Richard obtempéra. Le lieutenant passa devant lui, se tenant le plus droit possible alors qu’elle gravissait les escaliers. Elle ne voulait laisser aucune chance à l’homme derrière elle de voir sa petite culotte. Hors de question qu’il jette un œil là-dessous. Alors qu’ils venaient à peine de monter sur la passerelle supérieure, le brigadier arriva avec dans les bras un pantalon et un blouson de cuir que Richie pouvait reconnaître entre milles : son blouson de cuir. Avec un sourire satisfait et sans chercher à savoir comment le brigadier avait pu récupérer ses affaires sans se faire retenir par les milles questions que Jenny devait se poser en ce moment, MacHolland attrapa le tout sans broncher. Le brigadier avait même pensé aux chaussures et aux chaussettes. Bon, par contre, pas de boxer propre ni de chemise. Tant pis. Richard haussa les épaules et rectifia son allure en observant son reflet dans l’une des vitres du vaisseau. Maintenant qu’il était habillé, Richard n’avait plus à fournir le moindre effort : ses vêtements et sa personnalité allaient de pair, le voilà redevenu lui-même en un instant. Comme par magie. Sauf qu’il ne s’agissait que du pouvoir du blouson de cuir et du jean qu’il avait porté toute la journée. Richard nota dans un coin de sa tête qu’il ne devrait plus porter de jean à l’avenir – trop compliqué à mettre en un temps record sans tomber à la renverse. Mais il avait réussi un véritable exploit en tenant debout tout en enfilant le pantalon bien trop serré qui plaisait pourtant beaucoup aux femmes. Et puis soudain lui revint à l’esprit la raison pour laquelle il avait opté pour un jean : il aurait dû se trouver dans un bar et non chez lui avec celle qu’il avait épousé – à son plus grand regret. 

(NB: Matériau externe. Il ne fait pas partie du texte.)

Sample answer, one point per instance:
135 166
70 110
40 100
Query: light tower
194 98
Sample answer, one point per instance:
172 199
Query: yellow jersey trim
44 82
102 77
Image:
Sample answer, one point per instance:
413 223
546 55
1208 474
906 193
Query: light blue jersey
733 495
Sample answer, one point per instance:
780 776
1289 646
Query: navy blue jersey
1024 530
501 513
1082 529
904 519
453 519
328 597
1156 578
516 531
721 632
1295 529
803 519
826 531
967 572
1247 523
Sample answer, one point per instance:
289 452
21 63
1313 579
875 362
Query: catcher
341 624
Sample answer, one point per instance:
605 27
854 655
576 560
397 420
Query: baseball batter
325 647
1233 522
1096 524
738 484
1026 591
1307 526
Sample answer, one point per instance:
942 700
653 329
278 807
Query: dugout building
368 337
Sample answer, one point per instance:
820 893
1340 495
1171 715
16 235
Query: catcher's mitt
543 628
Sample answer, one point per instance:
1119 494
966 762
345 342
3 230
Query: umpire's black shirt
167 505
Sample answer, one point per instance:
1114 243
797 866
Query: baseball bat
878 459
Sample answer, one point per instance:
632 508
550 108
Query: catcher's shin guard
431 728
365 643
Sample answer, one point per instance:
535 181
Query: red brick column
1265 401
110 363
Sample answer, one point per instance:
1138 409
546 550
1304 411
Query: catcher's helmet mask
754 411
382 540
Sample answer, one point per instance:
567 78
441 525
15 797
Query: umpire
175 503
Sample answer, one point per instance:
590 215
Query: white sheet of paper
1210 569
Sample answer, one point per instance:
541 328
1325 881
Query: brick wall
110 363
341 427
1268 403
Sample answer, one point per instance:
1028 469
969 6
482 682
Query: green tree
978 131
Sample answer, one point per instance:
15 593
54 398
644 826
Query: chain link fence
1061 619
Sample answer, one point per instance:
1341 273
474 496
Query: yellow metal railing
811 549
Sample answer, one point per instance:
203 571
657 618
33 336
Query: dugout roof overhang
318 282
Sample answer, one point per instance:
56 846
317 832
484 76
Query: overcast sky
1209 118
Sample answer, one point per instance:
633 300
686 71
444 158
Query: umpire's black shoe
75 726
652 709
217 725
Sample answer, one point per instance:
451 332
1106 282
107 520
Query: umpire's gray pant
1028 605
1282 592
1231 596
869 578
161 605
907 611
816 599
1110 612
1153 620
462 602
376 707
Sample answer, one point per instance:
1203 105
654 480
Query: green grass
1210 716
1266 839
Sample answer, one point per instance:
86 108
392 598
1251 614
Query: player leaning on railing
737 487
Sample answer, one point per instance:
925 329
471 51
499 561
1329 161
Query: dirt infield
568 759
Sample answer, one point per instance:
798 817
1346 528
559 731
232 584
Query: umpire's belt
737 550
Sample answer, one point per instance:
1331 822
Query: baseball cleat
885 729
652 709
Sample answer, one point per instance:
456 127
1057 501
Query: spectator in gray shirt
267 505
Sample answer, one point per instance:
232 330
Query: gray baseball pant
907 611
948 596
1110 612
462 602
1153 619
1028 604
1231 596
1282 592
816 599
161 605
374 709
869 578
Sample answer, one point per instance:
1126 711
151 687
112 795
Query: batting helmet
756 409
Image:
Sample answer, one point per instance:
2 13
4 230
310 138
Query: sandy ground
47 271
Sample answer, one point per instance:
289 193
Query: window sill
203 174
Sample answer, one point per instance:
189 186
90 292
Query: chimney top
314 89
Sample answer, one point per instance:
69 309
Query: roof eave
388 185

« Venez vous installer monsieur MacHolland, déclara Pierce en prenant elle-même place dans un fauteuil à quelques pas du pilote qui n’avait jusqu’alors pas pipé mot. Je vous conseille de vous attacher, surtout s’il s’agit de votre premier voyage interstellaire, ajouta-t-elle sans relever le fait que MacHolland, sans surprise au vu de sa réputation, n’avait pas remercié le brigadier. »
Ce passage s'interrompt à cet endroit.